All of a sudden that function has become a major bottleneck.This needed to be resolved, to fix the worst case without selling out the best case which was very fast indeed. To get an understanding of what the function does you need to understand how searchcode works. When you search for a function of snippet searchcode tries to search for something that matches exactly what you are looking for first, and something containing anything in your query second. This means you end up with two match types, exact matches and fuzzy matches. The results are then processed by firstly trying to match the query exactly, and then going for a looser match.

This was implemented initially though two regular expressions like the below,

exact_match = re.compile(re.escape(search_term), re.IGNORECASE)
loose_match = re.compile('|'.join([re.escape(x) for x in search_term.split(' ')], re.IGNORECASE)

As you can see they are compiled before being handed off to another function which uses them for the actual matching. These are fairly simple regular expressions with the first just looking for any match and the second a large OR match. Certainly you would not expect them to cause any performance issues. Reading the following on stack overflow regarding the differences https://stackoverflow.com/questions/4901523/whats-a-faster-operation-re-match-search-or-str-find certainly seems to suggest that unless you are doing thousands of matches the performance should be negligible.

At heart searchcode is just a big string matching engine, and it does many thousands or hundreds of thousands of match operations for even a simple search. Since I don’t actually use of the power of regular expressions the fix is to change the code so that we pass in an array of terms to search for and use a simple Python in operator check.

exact_match = [search_term.lower()]
loose_match = [s.lower().strip()
                for s in search_term.split(' ')]
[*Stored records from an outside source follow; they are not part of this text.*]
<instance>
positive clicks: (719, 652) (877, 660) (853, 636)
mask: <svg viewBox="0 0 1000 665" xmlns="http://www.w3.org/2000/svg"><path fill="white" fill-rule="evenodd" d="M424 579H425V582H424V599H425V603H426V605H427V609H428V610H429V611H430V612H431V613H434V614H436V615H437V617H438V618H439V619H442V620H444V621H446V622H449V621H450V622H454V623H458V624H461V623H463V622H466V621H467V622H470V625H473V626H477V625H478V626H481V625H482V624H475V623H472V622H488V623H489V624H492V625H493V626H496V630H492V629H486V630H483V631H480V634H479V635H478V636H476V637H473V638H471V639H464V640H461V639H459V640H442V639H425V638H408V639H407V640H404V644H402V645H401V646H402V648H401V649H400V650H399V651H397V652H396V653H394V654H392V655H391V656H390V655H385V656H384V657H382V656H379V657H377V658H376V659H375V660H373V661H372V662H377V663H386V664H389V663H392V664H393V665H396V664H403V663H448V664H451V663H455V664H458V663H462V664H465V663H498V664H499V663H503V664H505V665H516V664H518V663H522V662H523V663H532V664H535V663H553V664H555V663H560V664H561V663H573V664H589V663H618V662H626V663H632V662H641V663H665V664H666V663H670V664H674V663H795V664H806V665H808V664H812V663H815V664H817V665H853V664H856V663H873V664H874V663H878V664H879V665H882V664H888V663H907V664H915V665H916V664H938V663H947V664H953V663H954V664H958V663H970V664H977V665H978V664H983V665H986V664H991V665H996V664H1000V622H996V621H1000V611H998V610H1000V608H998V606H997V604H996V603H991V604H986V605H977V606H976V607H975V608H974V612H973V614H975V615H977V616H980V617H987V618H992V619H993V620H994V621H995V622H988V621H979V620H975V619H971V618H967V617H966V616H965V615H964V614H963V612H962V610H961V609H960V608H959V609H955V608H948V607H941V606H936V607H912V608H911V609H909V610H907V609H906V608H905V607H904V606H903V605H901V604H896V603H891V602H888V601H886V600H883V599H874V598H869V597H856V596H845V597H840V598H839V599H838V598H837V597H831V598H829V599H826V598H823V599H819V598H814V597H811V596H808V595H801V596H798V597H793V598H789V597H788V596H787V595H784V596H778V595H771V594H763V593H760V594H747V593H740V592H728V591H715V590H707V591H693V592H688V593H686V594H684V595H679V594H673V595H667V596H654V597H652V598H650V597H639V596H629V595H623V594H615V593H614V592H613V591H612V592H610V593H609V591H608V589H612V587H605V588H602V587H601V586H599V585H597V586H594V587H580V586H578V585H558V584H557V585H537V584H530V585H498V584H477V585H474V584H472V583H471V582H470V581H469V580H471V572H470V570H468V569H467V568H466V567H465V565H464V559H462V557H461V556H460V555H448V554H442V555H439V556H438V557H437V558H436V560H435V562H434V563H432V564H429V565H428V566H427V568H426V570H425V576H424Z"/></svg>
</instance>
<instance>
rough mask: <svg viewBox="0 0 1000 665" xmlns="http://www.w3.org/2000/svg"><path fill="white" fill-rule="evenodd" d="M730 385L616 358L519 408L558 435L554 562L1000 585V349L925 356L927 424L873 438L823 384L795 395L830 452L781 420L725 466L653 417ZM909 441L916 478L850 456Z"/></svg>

The results? Well remember we want to improve the worst case without selling out the best case, but the end result was pages that were taking nearly a minute to return were coming back in less than a second. All other queries seemed to come back either in the same time or faster.

So it turns our regular expressions are fast most of the time. Certainly I have never experienced and performance issues with them up till now. However at edge cases like the one in searchcode you can hit a wall and its at that point you need to profile and really re-think your approach.